The province is parched after an unusually warm winter and a hot, dry spring, raising concerns that this could be a particularly rough season for fires.

B.C.’s annual wildfire budget is based on very conservative estimates, according to fire information officer Ryan Turcot, and the province might be able to offset some of those costs with money recovered by sending crews to other jurisdictions like Alberta.

“We do have the power to spend more than that and we will spend whatever’s necessary to fight the fires,” Turcot said.

This weekend, officials warned that an aggressive wildfire 67 km west of Pemberton could grow as the weather continued to be unseasonably hot and dry. The Elaho fire was estimated at 700 hectares on Sunday and is burning through thick, dry forest on steep, inaccessible terrain.

The fire is now 30 per cent contained, but there’s no rain in the forecast for the area in the next week.

While it’s not really possible to predict how hot and dry this summer will be beyond the next 10 days, a lingering “offshore blob of warmer than normal water” suggests that B.C. will experience above-average temperatures over the next couple of months, according to Environment Canada meteorologist David Jones.

“We’ve had a warmer and drier than average spring, and we had a very unusual winter, a much warmer winter than average. That’s probably related to what’s happening in the Pacific Ocean,” Jones said.

Over the shorter term, he added, “We happen to be right in the midst of what looks like a 10-day stretch of weather that’s going to be essentially hot and dusty in reference to the Interior, and on the coast, hot at times but certainly dry.”

June is normally a wet month for the Kamloops Fire Centre, the busiest wildfire region in the country. This year, there have only been a couple short bursts of rain, according to fire centre manager Murray Henry.

“This sets us up for July and August. If we don’t get the rains, we could be in for a real problem for this fire season,” he said.

But he cautioned against making bold predictions.

“We always say we’ll tell you in October what the fire season’s going to be like, because there’s so many variables.”

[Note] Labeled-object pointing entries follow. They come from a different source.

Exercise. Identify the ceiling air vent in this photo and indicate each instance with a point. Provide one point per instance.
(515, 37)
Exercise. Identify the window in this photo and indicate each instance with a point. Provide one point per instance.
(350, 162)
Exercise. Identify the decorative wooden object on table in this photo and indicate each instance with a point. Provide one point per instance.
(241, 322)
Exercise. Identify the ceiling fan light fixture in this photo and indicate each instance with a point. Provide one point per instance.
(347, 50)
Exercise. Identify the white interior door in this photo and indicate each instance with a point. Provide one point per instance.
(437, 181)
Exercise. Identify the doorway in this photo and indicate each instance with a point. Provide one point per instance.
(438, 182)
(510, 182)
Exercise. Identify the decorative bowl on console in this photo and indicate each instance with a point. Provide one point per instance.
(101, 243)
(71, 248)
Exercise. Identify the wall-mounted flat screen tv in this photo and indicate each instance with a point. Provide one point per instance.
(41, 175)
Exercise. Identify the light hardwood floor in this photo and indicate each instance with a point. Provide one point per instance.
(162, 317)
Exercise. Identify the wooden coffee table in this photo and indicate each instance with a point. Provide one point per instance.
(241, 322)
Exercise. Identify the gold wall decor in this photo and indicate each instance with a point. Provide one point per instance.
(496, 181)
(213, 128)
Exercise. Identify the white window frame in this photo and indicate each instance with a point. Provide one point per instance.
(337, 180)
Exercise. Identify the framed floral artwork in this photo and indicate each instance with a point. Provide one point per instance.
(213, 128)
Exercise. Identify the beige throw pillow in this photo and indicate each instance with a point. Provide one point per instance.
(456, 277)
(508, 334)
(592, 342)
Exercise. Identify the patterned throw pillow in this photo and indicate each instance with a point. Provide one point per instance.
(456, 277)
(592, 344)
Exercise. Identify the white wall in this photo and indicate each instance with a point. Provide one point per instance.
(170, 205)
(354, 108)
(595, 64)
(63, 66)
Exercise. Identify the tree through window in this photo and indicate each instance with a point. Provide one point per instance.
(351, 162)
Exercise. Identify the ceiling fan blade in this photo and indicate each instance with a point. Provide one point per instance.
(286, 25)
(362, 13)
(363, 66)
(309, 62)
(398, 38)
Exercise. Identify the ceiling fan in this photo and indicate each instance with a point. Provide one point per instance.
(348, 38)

So far this year, wildfire crews have already battled two major blazes, near Prince George and Lytton, something that B.C.’s chief fire information officer Kevin Skrepnek described as abnormal but not unprecedented.

“What’s going to be crucial over the next few weeks is the amount of rainfall,” he said.

More than 450 active wildfires have been reported in B.C. so far this year, compared to 270 by this time in 2014. The Cisco Road (Lytton) and Little Bobtail Lake (Prince George) blazes have helped push the total area burned up to over 600 square kilometres, more than four times the normal total for mid-June.

Meanwhile, B.C.’s rivers have also been affected by the warm and dry conditions.

An early, rapid melt in May decimated the province’s snow pack, leaving an average of just five per cent of the normal amount for this time of year, according to a June 15 bulletin from the River Forecast Centre.

That early melt means that many rivers are now at below-average flows for June, and most rivers on the South Coast, Vancouver Island and Haida Gwaii are seeing extremely low levels similar to what’s usually observed in late summer.

“With the emergence of low flow patterns already this season and the forecast for a warmer than normal summer, there is a high risk of extreme low flows this summer,” the bulletin reads.

Preliminary data from some parts of Vancouver Island and the Southern Interior suggest that streamflow levels are close to or even below the lowest recorded numbers for this time of year.